At the time it is administered, any discipline seems a cause for grief, not joy, but later it bears fruit in peace and justice for those formed by it. So hold up your drooping hands and steady your trembling knees. Make straight the path you tread, that your halting limbs will not be dislocated, but healed.
Hebrews 12:11-13
At various points the scriptures wrestle with the issue of pain and suffering, most notably in the book of Job. Here in the course of Hebrews the pain and suffering referred to is that caused by solicitous lies, derogatory stereotyping, and sneering hatred pointedly aimed at the faithful.
The harassed community is encouraged to understand their experience from an internal core which is stronger than external vagaries. They cannot control the attitudes of the larger society, but the community can control how they handle the negative energy aimed at them. The community’s struggle with cruelty is reframed as the notion of “discipline.”

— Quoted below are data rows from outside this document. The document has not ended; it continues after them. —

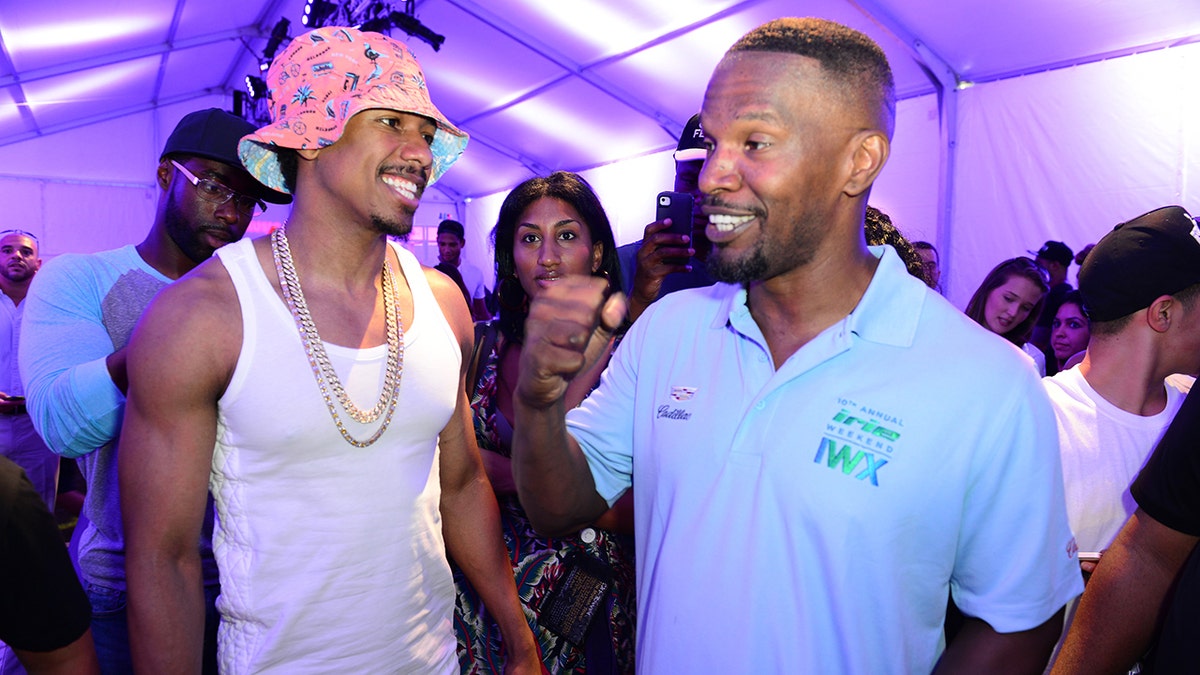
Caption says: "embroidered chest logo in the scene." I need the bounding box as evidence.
[657,385,697,420]
[813,398,904,487]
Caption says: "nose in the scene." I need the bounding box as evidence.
[213,197,242,225]
[399,133,433,174]
[537,240,560,267]
[698,144,739,197]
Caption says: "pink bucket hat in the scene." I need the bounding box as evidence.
[238,26,468,191]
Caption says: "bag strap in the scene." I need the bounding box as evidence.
[465,321,499,398]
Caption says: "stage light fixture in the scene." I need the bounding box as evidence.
[245,75,267,100]
[263,17,290,61]
[389,10,444,51]
[302,0,337,28]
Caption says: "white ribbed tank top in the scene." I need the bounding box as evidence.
[210,236,459,674]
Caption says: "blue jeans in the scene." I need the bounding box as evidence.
[86,581,220,674]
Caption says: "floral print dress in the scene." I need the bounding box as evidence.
[451,328,636,674]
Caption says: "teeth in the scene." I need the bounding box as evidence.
[382,175,417,200]
[709,213,754,232]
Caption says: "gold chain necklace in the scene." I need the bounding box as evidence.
[270,225,404,447]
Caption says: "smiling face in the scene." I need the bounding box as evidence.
[161,156,258,264]
[1051,302,1090,362]
[698,51,878,284]
[301,109,435,238]
[0,233,39,284]
[512,197,602,299]
[984,275,1045,335]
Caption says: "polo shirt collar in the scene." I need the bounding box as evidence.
[717,244,926,348]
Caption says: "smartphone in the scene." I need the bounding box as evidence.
[1078,551,1102,562]
[656,191,694,266]
[656,191,694,237]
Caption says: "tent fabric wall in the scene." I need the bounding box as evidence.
[946,41,1200,308]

The passage does not deny the barbed and cutting aspect of oppression. It describes “drooping hands,” “trembling knees,” and “halting limbs” as a result of being beaten down by discrimination and bigotry. Taking this reality seriously the scriptures invite us to reflect in a new way on the experience of intolerance.
These experiences, while painful, can also become the training ground in our struggle for peace and justice – for understanding and equality. Instead of being the cause of weariness, uncertainty, and disarticulation these same experiences can just as well be the cause of discipline, education, and mentoring. Such resources prove invaluable in the struggle of queer equality.

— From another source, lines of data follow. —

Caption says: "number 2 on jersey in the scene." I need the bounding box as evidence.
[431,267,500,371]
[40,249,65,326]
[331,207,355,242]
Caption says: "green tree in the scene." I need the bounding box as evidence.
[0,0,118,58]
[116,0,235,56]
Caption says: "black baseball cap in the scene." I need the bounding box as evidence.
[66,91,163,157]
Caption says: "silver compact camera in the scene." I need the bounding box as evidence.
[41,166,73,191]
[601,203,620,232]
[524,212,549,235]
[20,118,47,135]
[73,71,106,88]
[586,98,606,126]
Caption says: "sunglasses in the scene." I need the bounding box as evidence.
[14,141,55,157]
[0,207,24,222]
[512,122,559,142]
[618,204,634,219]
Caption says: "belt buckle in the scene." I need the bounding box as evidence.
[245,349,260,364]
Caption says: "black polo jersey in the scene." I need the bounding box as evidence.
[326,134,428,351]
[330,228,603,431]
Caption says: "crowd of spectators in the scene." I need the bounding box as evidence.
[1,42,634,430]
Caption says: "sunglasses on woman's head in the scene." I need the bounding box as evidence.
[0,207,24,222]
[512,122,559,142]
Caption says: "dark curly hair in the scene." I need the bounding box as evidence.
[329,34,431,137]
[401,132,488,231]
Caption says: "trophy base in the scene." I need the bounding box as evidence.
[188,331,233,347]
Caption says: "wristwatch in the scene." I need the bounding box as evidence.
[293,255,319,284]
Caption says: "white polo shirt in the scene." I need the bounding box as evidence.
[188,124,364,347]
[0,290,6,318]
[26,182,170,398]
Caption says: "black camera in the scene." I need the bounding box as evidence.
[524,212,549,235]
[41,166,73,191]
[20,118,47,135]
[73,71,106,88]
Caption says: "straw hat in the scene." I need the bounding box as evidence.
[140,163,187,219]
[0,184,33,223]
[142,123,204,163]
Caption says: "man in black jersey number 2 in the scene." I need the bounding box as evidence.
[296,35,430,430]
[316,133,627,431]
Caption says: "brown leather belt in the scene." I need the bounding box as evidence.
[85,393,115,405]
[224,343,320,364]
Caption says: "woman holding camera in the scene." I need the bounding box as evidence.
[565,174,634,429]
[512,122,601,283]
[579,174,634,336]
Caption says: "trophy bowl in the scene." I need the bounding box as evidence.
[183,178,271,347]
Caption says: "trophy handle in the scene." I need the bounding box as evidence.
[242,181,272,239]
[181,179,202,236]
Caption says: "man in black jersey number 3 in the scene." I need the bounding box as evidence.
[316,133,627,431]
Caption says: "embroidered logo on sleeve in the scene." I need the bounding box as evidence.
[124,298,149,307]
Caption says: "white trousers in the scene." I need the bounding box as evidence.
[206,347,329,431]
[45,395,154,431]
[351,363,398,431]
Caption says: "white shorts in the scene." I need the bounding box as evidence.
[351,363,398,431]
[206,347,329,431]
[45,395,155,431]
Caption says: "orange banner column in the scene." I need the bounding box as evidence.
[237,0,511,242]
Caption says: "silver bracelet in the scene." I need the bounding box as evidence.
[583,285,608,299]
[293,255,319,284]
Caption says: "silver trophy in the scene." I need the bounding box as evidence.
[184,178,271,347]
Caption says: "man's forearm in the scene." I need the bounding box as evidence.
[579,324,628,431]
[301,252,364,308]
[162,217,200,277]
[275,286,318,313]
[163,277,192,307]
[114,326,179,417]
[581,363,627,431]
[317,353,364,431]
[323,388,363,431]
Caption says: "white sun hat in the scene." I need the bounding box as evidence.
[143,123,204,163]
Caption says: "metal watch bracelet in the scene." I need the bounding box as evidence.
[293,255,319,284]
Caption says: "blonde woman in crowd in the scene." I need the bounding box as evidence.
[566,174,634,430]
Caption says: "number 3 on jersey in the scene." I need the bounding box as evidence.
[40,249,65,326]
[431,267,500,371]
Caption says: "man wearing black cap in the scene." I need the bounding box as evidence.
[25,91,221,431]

When our hands are droopy and our legs trembling, and we find ourselves stumbling because of negative experiences the scriptures invite us to reframe our internal response. There is a catch. The work of reframing is among the hardest we will encounter – just read the rest of the letter to the Hebrews. The scriptures, grounded in the Sacred, understand that reframing happens as a result of being rooted in the great Heart of the universe.

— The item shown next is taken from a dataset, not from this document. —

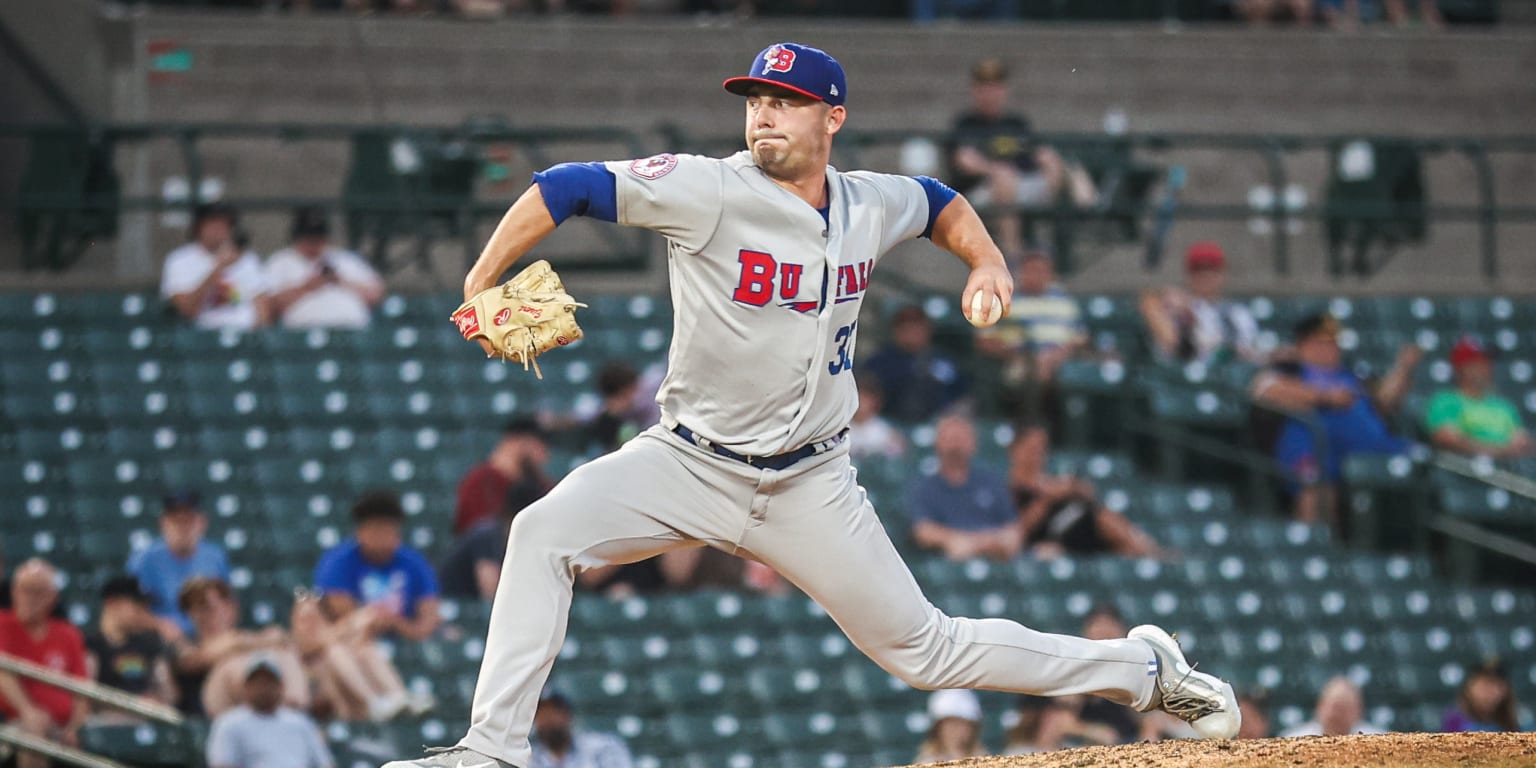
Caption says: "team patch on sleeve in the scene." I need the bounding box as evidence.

If we can withstand and transform the attitudes of heterosexual privilege it is because we have been disciplined by the continuing efforts to usher in this transformation. If we who are queer and faithful have a gift to share with our sisters and brothers in the struggle it is the simple insight that we do not have to take what society hands us. Rooted in the Sacred we can reframe what was intended to hurt as the occasion for learning so that peace and justice will be the outcome of our labors.